通过 List 和 Seq 集合创建 DataFrame

toDF()

import spark.implicits._
val dfFromData1 = data.toDF() 

createDataFrame()

//From Data (USING createDataFrame)
var dfFromData2 = spark.createDataFrame(data).toDF(columns:_*)

import scala.collection.JavaConversions._
//From Data (USING createDataFrame and Adding schema using StructType)
val schema = StructType(Array(
    StructField("language", StringType, nullable = true),
    StructField("users_count", StringType, nullable = true)
))
val rowData= Seq(Row("Java", "20000"), 
               Row("Python", "100000"), 
               Row("Scala", "3000"))
var dfFromData3 = spark.createDataFrame(rowData,schema)

通过 CSV 创建 DataFrame

val df2 = spark.read.csv("/src/resources/file.csv")

通过 TXT 创建 DataFrame

val df2 = spark.read.text("/src/resources/file.txt")

通过 JSON 创建 DataFrame

val df2 = spark.read.json("/src/resources/file.json")

通过 XML 创建 DataFrame

<dependency>
     <groupId>com.databricks</groupId>
     <artifactId>spark-xml_2.11</artifactId>
     <version>0.6.0</version>
 </dependency>

val df = spark.read
      .format("com.databricks.spark.xml")
      .option("rowTag", "person")
      .xml("src/main/resources/persons.xml")

通过 MySQL 创建 DataFrame

val df_mysql = spark.read.format(“jdbc”)
   .option(“url”, “jdbc:mysql://localhost:port/db”)
   .option(“driver”, “com.mysql.jdbc.Driver”)
   .option(“dbtable”, “tablename”) 
   .option(“user”, “user”) 
   .option(“password”, “password”) 
   .load()

选择列

数据准备

val spark = SparkSession.builder().config(sparkConf).getOrCreate()
import spark.implicits._

val data = Seq(("James", "Smith", "USA", "CA"),
      ("Michael", "Rose", "USA", "NY"),
      ("Robert", "Williams", "USA", "CA"),
      ("Maria", "Jones", "USA", "FL"))

val columns = Seq("firstname", "lastname", "country", "state")

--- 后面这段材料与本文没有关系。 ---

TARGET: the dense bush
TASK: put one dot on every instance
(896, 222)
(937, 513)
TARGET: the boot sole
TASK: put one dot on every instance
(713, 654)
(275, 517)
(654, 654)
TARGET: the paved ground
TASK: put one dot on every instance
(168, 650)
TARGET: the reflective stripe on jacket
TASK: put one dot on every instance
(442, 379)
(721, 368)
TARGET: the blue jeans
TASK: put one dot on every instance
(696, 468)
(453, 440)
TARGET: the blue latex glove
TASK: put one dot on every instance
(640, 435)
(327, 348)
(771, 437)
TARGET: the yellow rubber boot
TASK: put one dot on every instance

val df = data.toDF(columns: _*)
df.show(false)

+---------+--------+-------+-----+
|firstname|lastname|country|state|
+---------+--------+-------+-----+
|James    |Smith   |USA    |CA   |
|Michael  |Rose    |USA    |NY   |
|Robert   |Williams|USA    |CA   |
|Maria    |Jones   |USA    |FL   |
+---------+--------+-------+-----+

选择单列或多列

df.select("firstname", "lastname").show()

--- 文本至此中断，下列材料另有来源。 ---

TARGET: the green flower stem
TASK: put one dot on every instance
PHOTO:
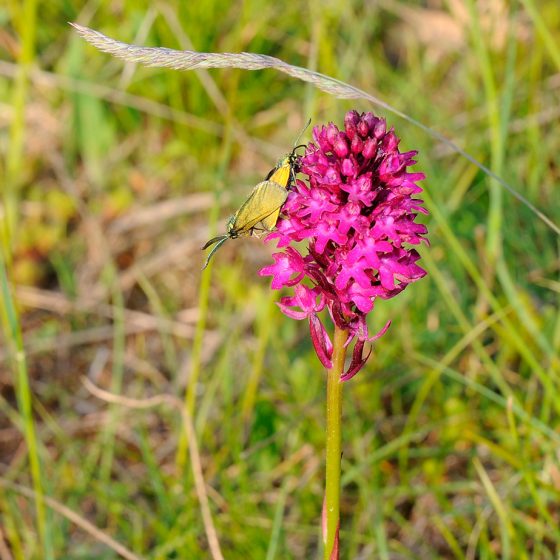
(334, 417)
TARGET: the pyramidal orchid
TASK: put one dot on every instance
(357, 212)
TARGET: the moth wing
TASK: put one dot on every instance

df.select(df("firstname"), df("lastname")).show()

//Using col function, use alias() to get alias name
import org.apache.spark.sql.functions.col
df.select(col("firstname").alias("fname"), col("lastname")).show()

+---------+--------+
|firstname|lastname|
+---------+--------+
|    James|   Smith|
|  Michael|    Rose|
|   Robert|Williams|
|    Maria|   Jones|
+---------+--------+

+---------+--------+
|firstname|lastname|
+---------+--------+
|    James|   Smith|
|  Michael|    Rose|
|   Robert|Williams|
|    Maria|   Jones|
+---------+--------+

+-------+--------+
|  fname|lastname|
+-------+--------+
|  James|   Smith|
|Michael|    Rose|
| Robert|Williams|
|  Maria|   Jones|
+-------+--------+

选择所有列

//Show all columns from DataFrame
df.select("*").show()
val columnsAll = df.columns.map(m => col(m))
df.select(columnsAll: _*).show()
df.select(columns.map(m => col(m)): _*).show()

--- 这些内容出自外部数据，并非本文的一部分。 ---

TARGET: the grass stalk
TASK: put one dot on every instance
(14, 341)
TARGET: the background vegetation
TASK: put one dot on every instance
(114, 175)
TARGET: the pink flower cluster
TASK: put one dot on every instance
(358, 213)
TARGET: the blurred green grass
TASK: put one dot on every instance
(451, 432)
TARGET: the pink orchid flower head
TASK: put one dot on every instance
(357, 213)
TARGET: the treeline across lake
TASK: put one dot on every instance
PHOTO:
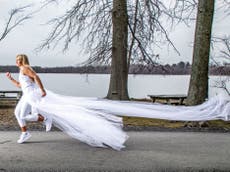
(180, 68)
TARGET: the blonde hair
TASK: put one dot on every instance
(23, 59)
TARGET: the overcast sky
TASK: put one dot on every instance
(25, 38)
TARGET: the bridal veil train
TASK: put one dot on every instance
(96, 121)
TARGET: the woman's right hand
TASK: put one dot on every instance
(8, 74)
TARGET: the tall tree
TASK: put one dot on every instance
(119, 71)
(133, 26)
(198, 87)
(16, 18)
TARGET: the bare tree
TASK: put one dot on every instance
(16, 18)
(92, 21)
(198, 87)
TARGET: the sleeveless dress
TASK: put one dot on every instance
(97, 129)
(97, 121)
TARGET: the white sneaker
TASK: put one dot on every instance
(24, 137)
(48, 123)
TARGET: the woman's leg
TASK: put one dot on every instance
(36, 116)
(22, 109)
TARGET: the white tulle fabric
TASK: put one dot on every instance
(96, 121)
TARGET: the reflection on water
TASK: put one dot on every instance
(96, 85)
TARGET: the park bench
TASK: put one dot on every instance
(177, 99)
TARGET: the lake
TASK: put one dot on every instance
(96, 85)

+---------+--------+-------+-----+
|firstname|lastname|country|state|
+---------+--------+-------+-----+
|    James|   Smith|    USA|   CA|
|  Michael|    Rose|    USA|   NY|
|   Robert|Williams|    USA|   CA|
|    Maria|   Jones|    USA|   FL|
+---------+--------+-------+-----+

根据列表选择列

val listCols = List("lastname", "country")
df.select(listCols.map(m => col(m)): _*).show()

+--------+-------+
|lastname|country|
+--------+-------+
|   Smith|    USA|
|    Rose|    USA|
|Williams|    USA|
|   Jones|    USA|
+--------+-------+

选择前 N 列

//Select first 3 columns.
df.select(df.columns.slice(0, 3).map(m => col(m)): _*).show()

+---------+--------+-------+
|firstname|lastname|country|
+---------+--------+-------+
|    James|   Smith|    USA|
|  Michael|    Rose|    USA|
|   Robert|Williams|    USA|
|    Maria|   Jones|    USA|
+---------+--------+-------+

根据位置或索引选择列

//Selects 4th column (index starts from zero)
df.select(df.columns(3)).show()
//Selects columns from index 2 to 4
df.select(df.columns.slice(2, 4).map(m => col(m)): _*).show()

+-----+
|state|
+-----+
|   CA|
|   NY|
|   CA|
|   FL|
+-----+

+-------+-----+
|country|state|
+-------+-----+
|    USA|   CA|
|    USA|   NY|
|    USA|   CA|
|    USA|   FL|
+-------+-----+

通过正则选择列

//Select columns by regular expression
df.select(df.colRegex("`^.*name*`")).show()

+---------+--------+
|firstname|lastname|
+---------+--------+
|    James|   Smith|
|  Michael|    Rose|
|   Robert|Williams|
|    Maria|   Jones|
+---------+--------+

根据 starts 或者 ends 选择列

df.select(df.columns.filter(f => f.startsWith("first")).map(m => col(m)): _*)
df.select(df.columns.filter(f => f.endsWith("name")).map(m => col(m)): _*)

+---------+
|firstname|
+---------+
|    James|
|  Michael|
|   Robert|
|    Maria|
+---------+

+---------+--------+
|firstname|lastname|
+---------+--------+
|    James|   Smith|
|  Michael|    Rose|
|   Robert|Williams|
|    Maria|   Jones|
+---------+--------+

选择多层级列

//Show Nested columns
val data2 = Seq(Row(Row("James", "", "Smith"), "OH", "M"),
    Row(Row("Anna", "Rose", ""), "NY", "F"),
    Row(Row("Julia", "", "Williams"), "OH", "F"),
    Row(Row("Maria", "Anne", "Jones"), "NY", "M"),
    Row(Row("Jen", "Mary", "Brown"), "NY", "M"),
    Row(Row("Mike", "Mary", "Williams"), "OH", "M")
)

val schema = new StructType()
    .add("name", new StructType()
        .add("firstname", StringType)
        .add("middlename", StringType)
        .add("lastname", StringType))
    .add("state", StringType)
    .add("gender", StringType)

val df2 = spark.createDataFrame(spark.sparkContext.parallelize(data2), schema)
df2.printSchema()
df2.show(false)
df2.select("name").show(false)
df2.select("name.firstname", "name.lastname").show(false)
df2.select("name.*").show(false)

root
 |-- name: struct (nullable = true)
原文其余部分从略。